There is only one way out of it, as long as HMRC continues to play ball and as long as DWP takes the same, er, tolerant attitude as UC gradually replaces WTC: bogus self-employment!  If you can work 16 hours a week as, say, a telephone cat whisperer (I am not making this up), you will escape the cap.  Under UC of course you will have to take a hit on the taper because exemption from the cap comes through earnings, not hours, but that’s not so bad after you deduct the work allowance.  Bogus self-employment is currently the only thing preventing the country from turning into a Hieronymus Bosch painting, the fiction of economic recovery depends on it.  So HMRC, please don’t pull the rug.

Anyway, Sarah, yes - those cases will indeed be candidates for DHP.

Campbell McCrea
forum member

Citizens Advice Bureau, Berwick upon Tweed

Send message

Total Posts: 20

Joined: 27 January 2012

Am I wrong to think that a DHP cannot be paid in respect of waiting days?

Regulation 2(1)(a) of the Discretionary Financial Assistance Regulations 2001 allows a local authority to make a DHP payment “...to persons who-
(a) are entitled to housing benefit or a relevant award of universal credit…”  Also the Decision Makers Guide allows for backdating of DHP’s, so a claimant could retrospectively claim a DHP. But Regulation 1 of the Discretionary Financial Assistance Regulations 2001 defines a “relevant award of universal credit” as an award of universal credit which includes a housing costs element for rent payments and the Decision Makers Guide also says DHP’s are for periods when a housing costs element is/was ‘payable’.
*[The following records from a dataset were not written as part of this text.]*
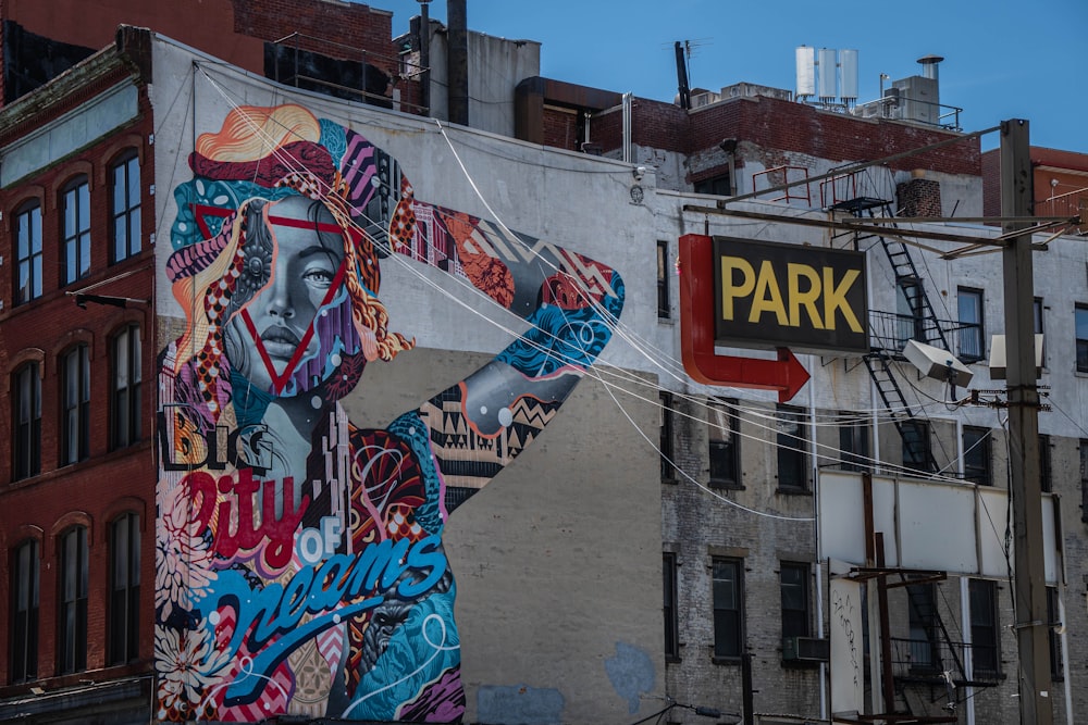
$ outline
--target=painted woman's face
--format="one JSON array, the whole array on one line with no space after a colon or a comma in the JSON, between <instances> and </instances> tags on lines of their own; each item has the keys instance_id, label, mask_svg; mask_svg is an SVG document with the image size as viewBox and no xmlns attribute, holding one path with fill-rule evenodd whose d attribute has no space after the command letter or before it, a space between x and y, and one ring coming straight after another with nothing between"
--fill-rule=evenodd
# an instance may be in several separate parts
<instances>
[{"instance_id":1,"label":"painted woman's face","mask_svg":"<svg viewBox=\"0 0 1088 725\"><path fill-rule=\"evenodd\" d=\"M324 207L302 197L269 204L271 274L235 314L227 350L235 368L262 390L281 392L305 361L319 353L316 317L343 287L339 226Z\"/></svg>"}]
</instances>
Also the Universal Credit (Waiting Days) (Amendment) Regulations 2015 define waiting days as periods of non entitlement to UC and specifically state: “20A. For the purpose of determining, under any legislation, whether a person is entitled to any benefit or other advantage by virtue of having an award of universal credit, save where the contrary intention is expressed in that legislation, a person is not treated as being awarded universal credit in respect of any day on which they are not entitled to universal credit.”; This seems to me to exclude the possibility of a DHP claim in respect of the waiting days period from succeeding.

Views to the contrary would be welcomed.

Mike Hughes
forum member

Senior welfare rights officer - Salford City Council Welfare Rights Service

Send message

Total Posts: 3138

Joined: 17 June 2010

HB Anorak - 03 March 2016 03:56 PM

It’s similar to the way that TfL and the Dartford Tunnel people have always got a few quid of my money paid up front, it’s difficult not to feel that I am perpetually £20 down on the deal.

I wonder whether any local authorities have allowed DHPs in this situation?